En el mes de febrero, el mandatario fue elegido nuevamente para un segundo mandato, a pesar de la prohibición de reelección inmediata en la Constitución. Su agrupación política conserva una destacada mayoría en el cuerpo legislativo, sobre la cual se basó para implementar reformas que posibilitaron su candidatura y que facilitan la aprobación de leyes con escaso balance de poder.
Ampliación del sistema de excepción
A partir de marzo de 2022, se estableció un estado de emergencia que anula ciertos derechos esenciales, tal como el derecho al debido proceso y limita las libertades civiles. Aunque se planeó en un principio como una medida temporal frente al incremento de asesinatos relacionados con pandillas, este régimen ha sido extendido en más de 30 ocasiones con el respaldo del legislativo.
Este sistema ha facilitado la captura de más de 85,000 personas de manera arbitraria, con fuerzas de seguridad combinadas desplegadas en gran medida. El número abarca a adolescentes retenidos bajo sospechas de estar ligados a organizaciones delictivas, una situación cuestionada por ponerlos en riesgo de procesos indebidos y sanciones.

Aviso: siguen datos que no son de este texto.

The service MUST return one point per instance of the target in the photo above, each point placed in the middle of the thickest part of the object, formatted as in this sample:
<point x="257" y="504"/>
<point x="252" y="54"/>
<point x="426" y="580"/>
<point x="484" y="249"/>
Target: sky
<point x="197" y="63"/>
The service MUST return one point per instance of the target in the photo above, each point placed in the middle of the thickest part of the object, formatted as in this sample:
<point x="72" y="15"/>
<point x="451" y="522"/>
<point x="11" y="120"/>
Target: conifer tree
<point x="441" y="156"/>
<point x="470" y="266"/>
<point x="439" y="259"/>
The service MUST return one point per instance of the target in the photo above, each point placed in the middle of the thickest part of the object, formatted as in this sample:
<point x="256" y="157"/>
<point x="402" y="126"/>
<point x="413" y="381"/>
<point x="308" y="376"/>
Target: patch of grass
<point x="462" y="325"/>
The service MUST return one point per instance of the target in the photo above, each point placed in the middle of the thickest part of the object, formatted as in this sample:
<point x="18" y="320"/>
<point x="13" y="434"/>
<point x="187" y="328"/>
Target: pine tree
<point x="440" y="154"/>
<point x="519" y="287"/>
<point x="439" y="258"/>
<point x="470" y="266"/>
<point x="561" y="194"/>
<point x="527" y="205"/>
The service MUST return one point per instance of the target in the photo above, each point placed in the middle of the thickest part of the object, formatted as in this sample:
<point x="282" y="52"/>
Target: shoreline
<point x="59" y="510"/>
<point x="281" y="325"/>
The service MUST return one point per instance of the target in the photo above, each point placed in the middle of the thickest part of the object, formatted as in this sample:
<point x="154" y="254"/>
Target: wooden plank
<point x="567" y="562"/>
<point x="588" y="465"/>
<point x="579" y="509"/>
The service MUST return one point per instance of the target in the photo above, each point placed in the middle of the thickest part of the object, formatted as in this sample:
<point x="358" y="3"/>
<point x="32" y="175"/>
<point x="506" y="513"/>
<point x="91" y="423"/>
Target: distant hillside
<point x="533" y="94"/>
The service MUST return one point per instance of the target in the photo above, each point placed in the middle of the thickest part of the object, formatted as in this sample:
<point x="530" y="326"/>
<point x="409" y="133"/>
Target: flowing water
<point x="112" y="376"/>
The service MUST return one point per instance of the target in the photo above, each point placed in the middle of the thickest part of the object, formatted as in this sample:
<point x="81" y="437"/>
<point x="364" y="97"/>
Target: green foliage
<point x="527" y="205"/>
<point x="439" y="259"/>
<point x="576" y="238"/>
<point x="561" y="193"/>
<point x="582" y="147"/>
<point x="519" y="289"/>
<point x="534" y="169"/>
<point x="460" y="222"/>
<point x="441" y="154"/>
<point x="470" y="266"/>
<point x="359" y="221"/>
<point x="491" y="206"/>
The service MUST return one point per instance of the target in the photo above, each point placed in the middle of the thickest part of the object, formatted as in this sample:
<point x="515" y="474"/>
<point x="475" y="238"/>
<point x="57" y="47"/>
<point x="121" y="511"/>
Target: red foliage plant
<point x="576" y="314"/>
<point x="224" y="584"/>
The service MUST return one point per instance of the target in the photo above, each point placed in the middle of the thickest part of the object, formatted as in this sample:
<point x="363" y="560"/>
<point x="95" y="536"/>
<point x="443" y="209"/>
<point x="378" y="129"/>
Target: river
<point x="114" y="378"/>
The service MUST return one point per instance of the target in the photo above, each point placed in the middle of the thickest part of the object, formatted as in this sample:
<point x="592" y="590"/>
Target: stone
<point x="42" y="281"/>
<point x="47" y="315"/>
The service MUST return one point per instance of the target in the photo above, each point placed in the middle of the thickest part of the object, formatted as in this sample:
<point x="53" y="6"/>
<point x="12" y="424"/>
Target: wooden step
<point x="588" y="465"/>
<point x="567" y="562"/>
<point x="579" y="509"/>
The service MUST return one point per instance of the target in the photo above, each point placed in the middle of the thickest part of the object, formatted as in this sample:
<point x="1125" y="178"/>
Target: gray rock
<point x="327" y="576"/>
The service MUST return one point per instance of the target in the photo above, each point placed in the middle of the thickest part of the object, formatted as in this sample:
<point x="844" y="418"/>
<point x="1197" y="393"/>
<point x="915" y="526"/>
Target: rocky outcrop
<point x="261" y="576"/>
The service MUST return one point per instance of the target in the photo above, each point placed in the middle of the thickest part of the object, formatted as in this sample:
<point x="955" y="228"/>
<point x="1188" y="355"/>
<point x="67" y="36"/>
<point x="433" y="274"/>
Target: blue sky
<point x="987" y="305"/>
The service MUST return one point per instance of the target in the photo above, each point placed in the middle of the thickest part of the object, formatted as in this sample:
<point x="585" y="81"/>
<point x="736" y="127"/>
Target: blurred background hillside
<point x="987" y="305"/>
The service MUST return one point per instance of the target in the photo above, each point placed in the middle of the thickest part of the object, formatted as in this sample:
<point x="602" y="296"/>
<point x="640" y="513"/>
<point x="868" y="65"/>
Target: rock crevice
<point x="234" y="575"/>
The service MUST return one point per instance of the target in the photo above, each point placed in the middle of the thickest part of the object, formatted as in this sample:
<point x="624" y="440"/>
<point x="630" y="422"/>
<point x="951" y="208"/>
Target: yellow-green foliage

Documentación de violaciones y críticas a nivel global
Organizaciones de derechos humanos han catalogado estas prácticas como violaciones sistemáticas: detenciones arbitrarias, malos tratos, torturas, despidos forzados y graves debilidades en el proceso judicial hrw.org. Denuncias destacan que niños y adolescentes están siendo trasladados a cárceles convencionales para adultos, a pesar de estándares internacionales que prohíben tal práctica. Al menos 368 personas han muerto en esos recintos durante este periodo.
La Comisión Interamericana de Derechos Humanos ha advertido que, aunque el régimen constitucional permite suspender garantías en emergencias, este debe ser proporcional y temporal. En este caso se ha convertido en una medida indefinida y abusiva, con severas consecuencias políticas y sociales .
Sistema penitenciario extenso y hacinamiento
Para dar soporte al régimen, se construyó el polémico CECOT, una instalación penitenciaria con capacidad para más de 40,000 reclusos, pero que opera en condiciones inhumanas: alto hacinamiento y régimen carcelario estricto. Esta mega-cárcel ha sido definida como un “agujero negro” de derechos humanos donde se priva de recreación y visitas, y se imponen castigos severos sin supervisión real.
Las cárceles en el país están desbordadas: el número de prisioneros ya ha sobrepasado los 94,000, mientras que la capacidad está entre 30,000 y 70,000 con la infraestructura recientemente añadida amnesty.org+4es.wikipedia.org+4theguardian.com+4. En un sistema extremadamente sobrecargado, son comunes las redadas masivas, veredictos automáticos y condiciones adversas que ponen en peligro la seguridad de los internos.
Apoyo popular y dilema democrático
Aunque se han sacrificado ciertas libertades, el régimen goza de un fuerte respaldo. Las autoridades argumentan que la medida es necesaria para proteger a los ciudadanos, y muchos ciudadanos la apoyan debido a la significativa disminución de asesinatos.
No obstante, entidades internacionales y actores legales han señalado que este sistema autoritario, respaldado por el poder legislativo fortalecido por el Ejecutivo, supone una degradación de los controles institucionales y el respeto al Estado de derecho.
Inquietud por niños y repatriados
Se ha suscitado una intensa polémica por el traslado de jóvenes a prisiones de adultos, lo que infringe derechos esenciales y pone en riesgo instalaciones que fueron creadas para situaciones específicas.
Adicionalmente, Human Rights Watch califica las deportaciones desde Estados Unidos como “desapariciones forzadas” cuando los retornados son encarcelados sin proceso o acusaciones justificadas.
Conclusión final: ¿protección sacrificando libertades?
Los resultados en materia de seguridad son innegables: El Salvador registra varios años con cifras históricas bajas de homicidios y en 2024 cerró con una tasa de 1.9 por cada 100,000 habitantes.
Sin embargo, la estrategia ha desplazado derechos fundamentales y debilitado radicalmente instituciones como Fiscalía y Corte Suprema, ahora plenamente subordinadas al Ejecutivo elpais.com.
El dilema es profundo: ¿vale la pena sacrificar garantas constitucionales, libertades civiles y derechos humanos por una seguridad autoprestigiosa? El futuro plantea desafíos: la institucionalización de este modelo y su permanencia tras el régimen de excepción.